The study suggests that if 85% of the population gets a fourth dose of a vaccine other than the inactivated-virus vaccines most people in the country have received, it could slow the rise in infections and reduce the number of severe infections and deaths. Pushing fourth vaccine doses, combined with giving antiviral drugs to people aged 60 and older and to other individuals at high-risk of developing severe disease, could reduce deaths by up to 35%.

“It is really critical for China to achieve the highest vaccination coverage possible in the period immediately before the major epidemic takes off,” says James Trauer, an infectious-disease modeller at Monash University in Melbourne, Australia. He also notes that there is still a lot of uncertainty around the projections about the epidemic’s toll and the impact of measures to slow the spread.

On 13 December, the government announced that people aged 60 and older, and other high-risk groups, should get a fourth dose of vaccine, preferably one based on a different technology from their primary dose. But of the more than 260 million people in China older than 60, only 70% aged 60 and older, and only 40% aged 80 and more, have received a third dose.

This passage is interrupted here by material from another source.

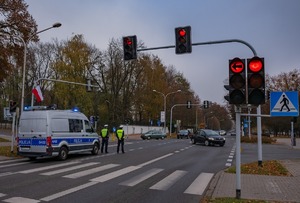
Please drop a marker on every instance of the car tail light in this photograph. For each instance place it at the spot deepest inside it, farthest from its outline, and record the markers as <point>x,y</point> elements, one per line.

Wood notes that it might already be too late for China to benefit from fourth doses because there is already widespread transmission now that many restrictions have been lifted. He is also “not convinced an extra dose will make a big difference to transmission”, because circulating Omicron variants of the virus show a strong ability to evade the body’s immune response.

Fewer deaths

Another model estimates that China will face a COVID-19 death toll of half a million people by April, with 1.6 million deaths by the end of 2023, if the country continues on its current path. The model tracks and forecasts the global burden of COVID-19, and is developed and updated regularly by the Institute for Health Metrics and Evaluation at the University of Washington, Seattle. Deaths in China could rise to close to 9,000 a day by the end of March, says Ali Mokdad, an epidemiologist at the institute.

The model forecasts that the total number of deaths could be reduced to around 290,000 between now and April if China brings in certain measures when the death rate passes a certain threshold. These involve reimposing restrictions, high rates of third- and fourth-dose vaccination and high antiviral drug treatment for at-risk groups. Widespread mask use could reduce deaths still further, to around 230,000. Adherence to masking is high in China, and the eased restrictions have led to changes in behaviour in which people are choosing to restrict their movement, says Mokdad. “They will not [let it] rip.”

The two studies broadly agree on mortality estimates and the impact of interventions, says Cameron. “This similarity in large part reflects an agreement that herd immunity will only be achieved after a large, and difficult to contain, spread of transmission throughout the entire country.”